Thursday, August 18, 2005

Back by Popular Demand.

Ok, give this a try. You have the following three lines:

(X) ------
(A) -------
(B) ----
(C) ------

Now, which line is closest to X?

Chances are you said C, and you're right. A couple years back some psychological researchers gave this same question to a bunch of college students, although instead of just asking them like I asked you, they asked about 16 actors before them. Now the college students didn't know these were actors and when each of the 16 actors before them said A, about two thirds of the time the college student said A as well. Now why would a bunch of reasonable intelligent college students give an answer that is obviously wrong? Have colleges been lowing there standards too far? The researchers in question thought that it was a result of peer pressure, but I'm going to go down a different path. Image for a second that you have tons of data indicating one thing, and only one piece of data indicating another. Which are you more likely to go with? Even if you were the one to personally observer the dissenting piece of data? In fact, those college students were showing a rare trait, humility. They each realized (consciously or subconsciously) that the odds that everyone before them was right, and they instead were wrong (a type 1 statistical error), are very small.

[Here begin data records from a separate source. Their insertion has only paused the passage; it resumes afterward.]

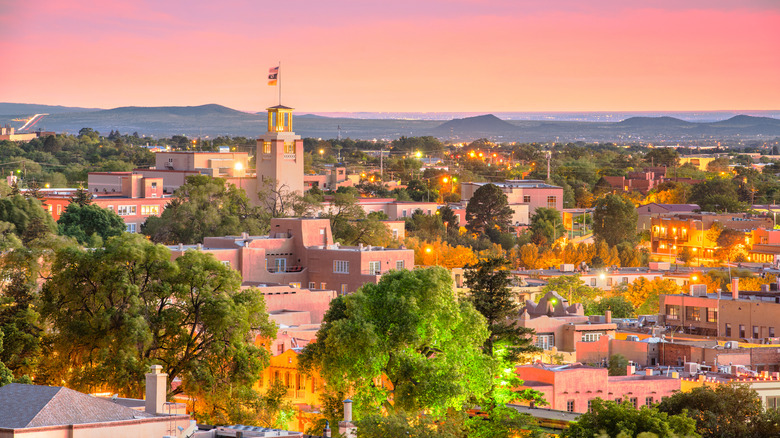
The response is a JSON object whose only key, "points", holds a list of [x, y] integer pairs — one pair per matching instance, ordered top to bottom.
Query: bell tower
{"points": [[279, 155]]}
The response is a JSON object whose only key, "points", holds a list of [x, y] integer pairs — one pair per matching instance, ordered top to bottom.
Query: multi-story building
{"points": [[524, 196], [133, 197], [671, 235], [302, 253], [744, 315], [562, 327], [573, 387]]}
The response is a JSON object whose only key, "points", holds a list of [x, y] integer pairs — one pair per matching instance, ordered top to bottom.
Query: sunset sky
{"points": [[395, 55]]}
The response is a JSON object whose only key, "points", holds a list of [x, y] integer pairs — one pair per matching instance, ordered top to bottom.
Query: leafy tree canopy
{"points": [[488, 208], [82, 222], [115, 311], [409, 330], [615, 420]]}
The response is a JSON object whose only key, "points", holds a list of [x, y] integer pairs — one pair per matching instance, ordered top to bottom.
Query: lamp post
{"points": [[428, 250]]}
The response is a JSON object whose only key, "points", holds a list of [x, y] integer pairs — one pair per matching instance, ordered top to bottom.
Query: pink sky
{"points": [[399, 55]]}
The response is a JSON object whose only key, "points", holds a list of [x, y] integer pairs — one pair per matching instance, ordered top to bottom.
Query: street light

To a certain degree I am writing this in response to a entry by Mercutio ( Be good citizens and stop voting), and he's not alone in his stance. The argument, which he relays to us from Hannah Arendt, goes something like this: If I vote and know little about the people or changes I am voting for, I am better off not voting and leaving such activity to people who know a lot about what they are voting for. He and Arendt may not be wrong. In fact, I have been hard pressed to find a single person who disagrees with this logic. Well, no one besides James Surowiecki, who's work The Wisdom of Crowds shows "The many are smarter than the few." Surowiecki's case example is Francis Galton's description of a busy marketplace where passersby lend their opinion to the probably weight of a cow. While the guesses themselves are very far off of the real value, the average is remarkable close. Closer in fact, than several experts opinions. Surprisingly enough, the crowd as a whole is smarter than the experts who's lively hoods depend on such estimates.

So now, you weigh in. Do we favor popular opinion? or do we leave intellect to the intellectuals?

taken from a verity of sources including: Mercutio's personal weblog "A Precarious Mindset," Wikipedia's entry "The Wisdom of Crowds," and "Rhuminations of a Starving Man" by Jim Tzenes.

1 Comments:

Blogger jim said...

I think the basis of my post is to challenge the assumption that the data we have suggests that humans are followers as opposed to relying on the precision of the group mentality (read back to Galton's experience). While its possible they are followers, it is also possible that as social animals they have evolved to pool their intelligence for the benefit of all (the abridged Nash-Smith theorem). It is possible that they desire to conform to the group, but it is also possible that they trust the group mentality given its precision. There are no studies to indicate one over the other (at least that I can find).